The original idea - to create a sequence of musical episodes as contrasted from each other as possible, each with its own sound world and set of instrumental colours - remains equally true of this new version. Even more so, I should say, because the additions include more solos for each player in the seven piece ensemble, such as an interlude featuring the harp, and a variation with a virtuosic solo violin part.
A brief guide follows:
1. muse in rocks or pebbles or clouds or foliage.
The piece opens with four sounds evoking the four words. These sounds engage in a quick dialogue and melt into each other.
2. Know Vienna...A slow, lugubrious tune, somewhere between a disjointed waltz and a blues, with a heavy, bass-ridden accompaniment. This is followed by a newly composed interlude featuring a short solo for harp; it leads directly into:
3. my future as the star in a film of my room.

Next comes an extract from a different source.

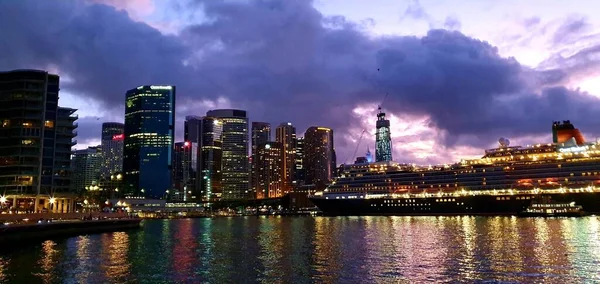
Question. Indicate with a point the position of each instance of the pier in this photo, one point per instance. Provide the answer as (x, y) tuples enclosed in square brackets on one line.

Two episodes linked by three refrains. The use of an aural backdrop (a ratchet played by the second violinist) against which almost the whole piece is heard – a sort of composed background noise.
Variation
This new movement is a mini violin concerto, featuring brilliant textures in the highest register of the ensemble. (The term ‘variation’ is used in the balletic sense of a solo dance.)
4. Poetry Nearing Silence. Trouble is a voice outside.
Fleeting melodic shapes and quietly ticking pulses onstage are challenged eight times by increasingly desperate fanfares offstage from the clarinet (the ‘voice outside’). The original painting is a portrait of Samuel Beckett.
A fight follows, splitting the ensemble into two competing ensembles with the harp caught in the crossfire between them.
5. lashing in Italy
String quartet. A canonic invention on a chromatic subject. The entries get closer together as the piece progresses.
6. in Bohemia, screwing (Hommage to L.J.)
Full ensemble. A folk-style monody for clarinet with increasingly aggressive accompanying figures, which eventually overwhelm the tune. An affectionate hommage to (not a parody of) my favourite composer.
7. in Carpathia, you cared for new things.
A release of musical tension. A hommage to the folk music of the Carpathian mountains, with its shepherds’ pipes, hews harps, alphorns, etc.
Pas-de-deux.
The most substantial new movement is a pas-de-deux which gave me a chance to compose sustained and lyrical music on a more extended scale than was possible in the original piece. The form is bi-partite, with a lyrical opening section followed by more assertive music featuring a clarinet solo; the whole concluded by a coda in which both wind instruments (flute and clarinet) sing a long and intense melody around which the strings weave a flowing accompaniment.
8. Coda: tall rain rattled over Paris. A moody, introspective conclusion. Against a backdrop of rattling and tapping, the clarinet has a melody in G minor, somewhat akin to that of movement two, but more fragmented. As night falls, a bell rings and the music drifts off into silence.
I am very grateful to Tom Phillips for kindly granting me permission to use his texts as titles for my music.